Before we look any further at the CLR metadata, we need a quick diversion to understand how the metadata is actually stored.
Encoding table information
As an example, we'll have a look at a row in the TypeDef table. According to the spec, each TypeDef consists of the following:
Flags specifying various properties of the class, including visibility.
The name of the type.
The namespace of the type.
What type this type extends.
The field list of this type.
The method list of this type.
How is all this data actually represented?
Offset & RID encoding
Most assemblies don't need to use a 4 byte value to specify heap offsets and RIDs everywhere, however we can't hard-code every offset and RID to be 2 bytes long as there could conceivably be more than 65535 items in a heap or more than 65535 fields or types defined in an assembly.

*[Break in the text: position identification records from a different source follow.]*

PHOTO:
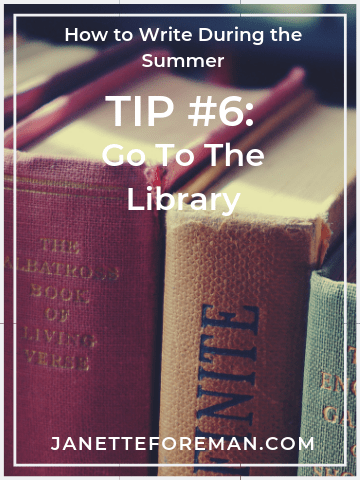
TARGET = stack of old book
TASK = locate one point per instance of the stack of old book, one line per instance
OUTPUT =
(82, 373)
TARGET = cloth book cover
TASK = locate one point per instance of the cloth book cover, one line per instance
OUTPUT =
(323, 413)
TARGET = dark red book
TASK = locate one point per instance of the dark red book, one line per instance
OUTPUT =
(89, 272)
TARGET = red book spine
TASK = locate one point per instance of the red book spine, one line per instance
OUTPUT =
(87, 291)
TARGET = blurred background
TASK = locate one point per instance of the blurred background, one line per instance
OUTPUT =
(320, 51)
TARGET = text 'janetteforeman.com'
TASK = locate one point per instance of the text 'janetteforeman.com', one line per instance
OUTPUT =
(182, 443)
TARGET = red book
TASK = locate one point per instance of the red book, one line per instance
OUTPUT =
(89, 272)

So heap offsets and RIDs are only represented in the full 4 bytes if it is required; in the header information at the top of the #~ stream are 3 bits indicating if the #Strings, #GUID, or #Blob heaps use 2 or 4 bytes (the #US stream is not accessed from metadata), and the rowcount of each table. If the rowcount for a particular table is greater than 65535 then all RIDs referencing that table throughout the metadata use 4 bytes, else only 2 bytes are used.
Coded tokens
Not every field in a table row references a single predefined table. For example, in the TypeDef extends field, a type can extend another TypeDef (a type in the same assembly), a TypeRef (a type in a different assembly), or a TypeSpec (an instantiation of a generic type). A token would have to be used to let us specify the table along with the RID. Tokens are always 4 bytes long; again, this is rather wasteful of space. Cutting the RID down to 2 bytes would make each token 3 bytes long, which isn't really an optimum size for computers to read from memory or disk.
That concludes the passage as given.